Dans un article récent, le CSIS (Center for Strategic and International Studies) intitulé « Europe Needs an ASAP Program for Air Defense » et publié en mars 2026, Max Bergmann, Otto Svendsen et Jonathan Burchell étudient les enjeux de la défense anti-aérienne européenne.
L’article part d’un constat alarmant : la vulnérabilité critique des stocks occidentaux de défense aérienne, exacerbée par les conflits simultanés en Ukraine et, plus récemment, au Moyen-Orient (conflit américano-iranien). Cette double pression a révélé une fragilité structurelle dans l’approvisionnement en intercepteurs. Le CSIS souligne que l’Europe ne peut plus compter exclusivement sur les États-Unis pour ses besoins en défense aérienne, car Washington doit désormais prioriser ses propres stocks et ses engagements sur d’autres théâtres d’opérations. Cette pénurie potentielle d’intercepteurs de fabrication américaine met en péril non seulement le soutien à l’Ukraine, mais aussi le réarmement de l’Europe face à la menace russe.
Pour répondre à cette crise, les auteurs préconisent le lancement urgent d’un programme industriel de « choc », baptisé « ASAP pour la défense aérienne » (ASAP for Air Defense). Ce modèle s’inspire directement de l’Action de soutien à la production de munitions (Act in Support of Ammunition Production – ASAP) lancée par l’Union européenne en 2023 pour les obus d’artillerie. L’objectif est de canaliser massivement les fonds de l’UE pour augmenter les capacités de production des systèmes de défense antiaérienne et antimissile de fabrication européenne. Cela permettrait de passer d’une gestion de crise à une stratégie de production industrielle de défense souveraine et pérenne.
Le rapport identifie des systèmes européens spécifiques qui doivent être au cœur de cet effort, tels que le SAMP/T (franco-italien), l’IRIS-T (allemand) et le NASAMS (co-développé par la Norvège). L’idée est de réduire la dépendance technologique vis-à-vis des fournisseurs américains pour les systèmes de moyenne portée et de défense contre les missiles de croisière. En standardisant la demande et en offrant des garanties d’achat à long terme aux industriels via le budget de l’UE, l’Europe pourrait enfin atteindre une économie d’échelle nécessaire pour concurrencer les capacités de production russes, qui ont été massivement réorientées vers l’effort de guerre.

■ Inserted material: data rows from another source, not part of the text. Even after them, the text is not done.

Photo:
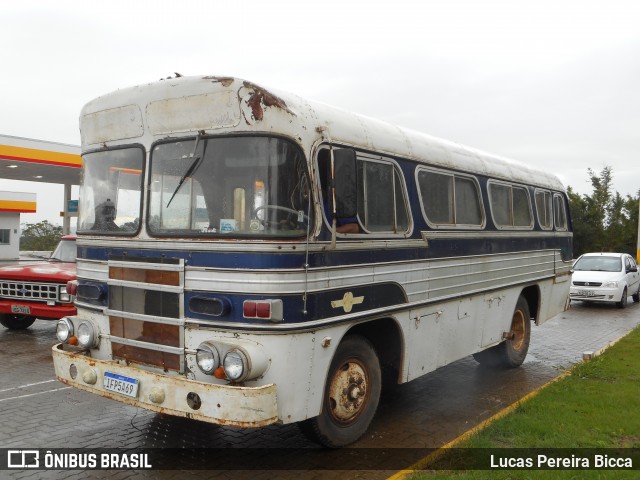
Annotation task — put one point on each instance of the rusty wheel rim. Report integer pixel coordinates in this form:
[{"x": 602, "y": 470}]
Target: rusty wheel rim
[
  {"x": 518, "y": 329},
  {"x": 348, "y": 392}
]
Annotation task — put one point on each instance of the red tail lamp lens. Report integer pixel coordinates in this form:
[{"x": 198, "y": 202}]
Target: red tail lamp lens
[
  {"x": 72, "y": 287},
  {"x": 263, "y": 310},
  {"x": 249, "y": 309}
]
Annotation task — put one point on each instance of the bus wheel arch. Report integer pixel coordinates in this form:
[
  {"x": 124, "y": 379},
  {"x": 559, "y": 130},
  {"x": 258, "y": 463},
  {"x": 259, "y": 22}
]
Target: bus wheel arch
[
  {"x": 513, "y": 350},
  {"x": 350, "y": 397}
]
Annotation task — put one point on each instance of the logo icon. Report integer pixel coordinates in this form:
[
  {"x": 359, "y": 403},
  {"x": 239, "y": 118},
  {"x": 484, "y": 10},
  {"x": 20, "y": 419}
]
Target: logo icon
[{"x": 23, "y": 458}]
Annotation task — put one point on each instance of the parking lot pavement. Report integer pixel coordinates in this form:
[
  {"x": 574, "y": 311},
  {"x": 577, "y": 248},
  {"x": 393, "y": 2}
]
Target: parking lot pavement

Un autre point crucial est l’inefficacité économique actuelle de la défense aérienne. L’utilisation d’intercepteurs coûtant plusieurs millions de dollars (comme les missiles Patriot) pour abattre des drones russes ou iraniens low-cost est jugée insoutenable à long terme. Cette « asymétrie des coûts » épuise les stocks de missiles sophistiqués indispensables contre les menaces haut de gamme (missiles balistiques et de croisière avancés). Le programme ASAP proposé viserait donc non seulement à produire plus, mais aussi à diversifier les solutions pour inclure des systèmes plus rentables face aux essaims de drones.
Enfin, le défi de l’Europe n’est pas tant un manque de technologie — les systèmes européens sont parmi les plus performants au monde voire meilleurs que leurs équivalents étatsuniens— mais un manque de passage à l’échelle industrielle. La fragmentation nationale des marchés de défense et la lenteur des processus décisionnels européens sont les principaux obstacles. En adoptant un programme de type ASAP pour la défense aérienne, l’UE enverrait un signal fort à Moscou sur la durabilité et la permanence du soutien à l’Ukraine et sur la crédibilité de sa propre architecture de sécurité, tout en se préparant à un avenir où le parapluie protecteur américain pourrait être moins disponible.